Durante una peregrinación a Roma conocí a un escritor, o uno que intentaba serlo. Era uno de esos hijos de la clase media, estudiante sin preocupaciones financieras, que vivía acomodado en el blando lecho que su familia le proporcionaba. Entre viajes, juergas y solicitudes de becas se permitía, con sus amigos intelectuales, las críticas ácidas contra la sociedad occidental y la economía de mercado, y de vez en cuando todos juntos babeaban frente algún par de piernas enmediadas o un escote que, más que ser sugerente, lo dejaba todo claro. Mientras viajábamos por la Provenza, para matar el tedio, decidimos rivalizar en un concurso de historias breves, y así comenzó la suya:
"Andaba una noche por mi ciudad natal, allá en el Sur, donde todo el mundo se cree un poco poeta, con un amigo. Entramos en un bar, volvíamos de una fiesta y no teníamos todavia ganas de entregarnos al sueño sin sueños del borracho, así que nos sentamos en una mesa pegajosa de aceite y suciedad y nos dedicamos a contemplar en silencio la escena que se desarrollaba a nuestro alrededor.
En la mesa de enfrente dos hombres discutían muy acaloradamente. Habían derramado la cerveza y el vino, que discurrían en forma de riachuelo hasta caer en cascada al suelo. Agitaban los brazos, golpeaban la mesa, casi gritando. Discutían por una mujer a la que los dos habían elegido como musa, pero no por celos sino por las metáforas con las que cada uno la llamaba. Para uno sus labios eran el fuego de una rosa, y sus ojos el vacío oscuro que hay entre las estrellas.

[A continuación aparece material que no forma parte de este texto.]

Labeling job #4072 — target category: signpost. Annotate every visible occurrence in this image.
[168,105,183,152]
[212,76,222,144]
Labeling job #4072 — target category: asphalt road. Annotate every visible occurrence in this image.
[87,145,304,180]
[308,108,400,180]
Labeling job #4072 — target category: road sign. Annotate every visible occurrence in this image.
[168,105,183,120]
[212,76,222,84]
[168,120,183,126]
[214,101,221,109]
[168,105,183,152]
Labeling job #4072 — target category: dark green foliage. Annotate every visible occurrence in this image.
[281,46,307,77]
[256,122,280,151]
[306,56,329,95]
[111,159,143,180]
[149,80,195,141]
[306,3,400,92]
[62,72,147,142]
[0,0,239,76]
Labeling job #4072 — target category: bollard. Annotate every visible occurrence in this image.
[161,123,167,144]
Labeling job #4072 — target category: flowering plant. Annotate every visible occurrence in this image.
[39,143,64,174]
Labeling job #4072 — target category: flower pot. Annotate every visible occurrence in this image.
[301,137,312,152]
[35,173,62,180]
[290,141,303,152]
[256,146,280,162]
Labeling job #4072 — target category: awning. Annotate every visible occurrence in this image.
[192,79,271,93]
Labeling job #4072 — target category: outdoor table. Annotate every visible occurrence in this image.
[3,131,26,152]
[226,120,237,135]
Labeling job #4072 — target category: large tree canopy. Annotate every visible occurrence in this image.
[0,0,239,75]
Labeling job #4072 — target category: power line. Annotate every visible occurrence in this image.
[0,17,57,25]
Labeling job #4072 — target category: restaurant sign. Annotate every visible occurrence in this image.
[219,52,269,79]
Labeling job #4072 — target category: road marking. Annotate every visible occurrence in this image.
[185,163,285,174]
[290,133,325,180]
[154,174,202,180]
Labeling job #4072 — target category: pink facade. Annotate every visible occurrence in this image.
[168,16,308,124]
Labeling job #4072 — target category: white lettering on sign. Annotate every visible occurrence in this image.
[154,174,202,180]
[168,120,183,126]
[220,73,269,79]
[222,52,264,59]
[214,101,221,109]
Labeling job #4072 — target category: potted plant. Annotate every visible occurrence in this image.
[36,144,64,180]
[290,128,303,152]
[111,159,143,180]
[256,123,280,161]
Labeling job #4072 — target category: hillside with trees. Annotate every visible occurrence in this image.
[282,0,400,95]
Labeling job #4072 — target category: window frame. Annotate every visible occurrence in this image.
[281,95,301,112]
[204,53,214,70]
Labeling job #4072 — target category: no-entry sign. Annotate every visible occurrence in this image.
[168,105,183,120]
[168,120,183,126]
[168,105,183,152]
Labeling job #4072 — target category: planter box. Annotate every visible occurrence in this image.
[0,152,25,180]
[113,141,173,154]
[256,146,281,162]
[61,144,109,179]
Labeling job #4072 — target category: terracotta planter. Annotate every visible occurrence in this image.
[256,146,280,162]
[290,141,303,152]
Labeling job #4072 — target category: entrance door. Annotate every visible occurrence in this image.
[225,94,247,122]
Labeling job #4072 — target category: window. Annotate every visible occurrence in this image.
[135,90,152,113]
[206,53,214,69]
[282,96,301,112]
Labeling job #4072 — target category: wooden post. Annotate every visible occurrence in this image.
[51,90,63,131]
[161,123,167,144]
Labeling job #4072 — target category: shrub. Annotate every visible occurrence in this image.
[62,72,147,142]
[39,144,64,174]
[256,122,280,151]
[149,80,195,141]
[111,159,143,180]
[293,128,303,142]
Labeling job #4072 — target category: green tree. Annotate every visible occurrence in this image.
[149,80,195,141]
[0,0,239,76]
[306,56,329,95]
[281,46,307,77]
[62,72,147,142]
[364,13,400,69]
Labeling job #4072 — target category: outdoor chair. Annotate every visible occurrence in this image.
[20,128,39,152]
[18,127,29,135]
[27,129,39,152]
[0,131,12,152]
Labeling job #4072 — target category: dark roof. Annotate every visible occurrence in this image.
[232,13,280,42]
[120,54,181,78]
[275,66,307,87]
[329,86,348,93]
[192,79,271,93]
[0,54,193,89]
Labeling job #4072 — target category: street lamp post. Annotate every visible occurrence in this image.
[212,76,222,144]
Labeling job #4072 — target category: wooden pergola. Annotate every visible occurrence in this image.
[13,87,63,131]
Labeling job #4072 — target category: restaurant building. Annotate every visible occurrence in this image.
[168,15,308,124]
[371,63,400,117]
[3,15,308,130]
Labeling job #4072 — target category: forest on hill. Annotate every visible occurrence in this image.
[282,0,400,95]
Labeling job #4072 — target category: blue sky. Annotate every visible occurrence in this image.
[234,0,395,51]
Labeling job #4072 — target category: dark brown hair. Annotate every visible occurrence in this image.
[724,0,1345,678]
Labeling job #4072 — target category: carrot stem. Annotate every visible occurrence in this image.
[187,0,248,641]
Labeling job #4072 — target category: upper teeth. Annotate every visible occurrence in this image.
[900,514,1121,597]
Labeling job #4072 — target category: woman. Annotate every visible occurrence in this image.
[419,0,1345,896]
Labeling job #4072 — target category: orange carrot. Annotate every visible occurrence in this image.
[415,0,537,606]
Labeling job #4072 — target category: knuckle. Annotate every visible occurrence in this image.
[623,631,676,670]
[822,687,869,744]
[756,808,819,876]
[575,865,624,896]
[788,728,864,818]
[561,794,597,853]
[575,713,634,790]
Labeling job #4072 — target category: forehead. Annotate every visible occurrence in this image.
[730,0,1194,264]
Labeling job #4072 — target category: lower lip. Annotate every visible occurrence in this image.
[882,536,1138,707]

Para el otro su pelo eran ondas en un lago de agua negra, y su saliva el jugo ácido de una fresa. "No por Dios", decía uno, "cómo comparas sus ojos con una avellana, acaso vendrán las ardillas a devorarlos. Sus ojos son divinos e intocables, no pueden estar al alcance de una rata arbórea". "Y tú", decía el otro, "cómo afirmas que sus pechos son frutos rellenos de dulce zumo, parece que hables de dos grotescas sandías".
Pronto la discusión se volvió violenta, se levantaron volcando las sillas de madera vieja, agarrándose del cuello de la ropa. El resto de los que estábamos allí mirábamos entre curiosos y preocupados, solo el dueño del bar salió de detrás de la barra a poner orden, pero su voz fue silenciada por los gritos, y fue apartado de un empujón justo antes de que destellasen los cuchillos, dagas de dos palmos de acero.
Ambos forcejearon en un violento remolino, cada uno sujetando la mano del otro, cada uno intentando sacar de un tajo el corazón de su enemigo; se estrellaron contra la mesa, y en los trozos de cristal y cerámica se vieron las primeras perlas rojas. Ahora rodaban por el suelo. Enloquecidos por la lucha brutal ya nada existía, más allá de morir matando, y ya uno ha conseguido, de un mordisco, liberar su mano. Entre los gritos del otro le atraviesa el pecho, brota la sangre como un torrente desbocado, empapa las tablas del suelo. Aún tiene tiempo, herido, de hacer un corte profundo en la cara del asesino, de agarrarlo por las orejas, buscando los ojos desprotegidos. Otro golpe, otro más, hasta que la luces de la lámpara de neón son las únicas que se ven en sus ojos. Nadie habla, alguien grita que se llame a la policía, ya es tarde para eso. Otro pide una ambulancia, que vengan si quieren, no hay remedio para lo que está hecho.
El superviviente deja caer el arma y huye hacia la oscuridad de las calles, nadie trata de impedírselo. En un rincón, sentada en un banco de azulejos, una mujer llora. Recuerdo que pregunté quién era esa mujer que se atrevía a romper el silencio. "Es la causa de la locura de los hombres", contestó el dueño del bar, que había caído cerca de nuestra mesa. "Es por ella por quien discutían". La miré, sus ojos marrones, el pelo negro calléndole en rizos por los hombros, los labios gruesos, el pecho generoso. No vi rosas ni estrellas, no vi un estanque de agua negra ni ardillas ni frutos de dulcísimo zumo. Vi un tintero y un pincel, una hoja en blanco, vacía, en la que cada hombre podría dibujar una imagen distinta, y creer en sus sueños hechos carne. Pero qué dulce locura el ver ángeles de ensoñación brillando tras la fachada ordinaria del mundo cotidiano; que valor el ser capaz de vivir y morir acorde a esos sueños.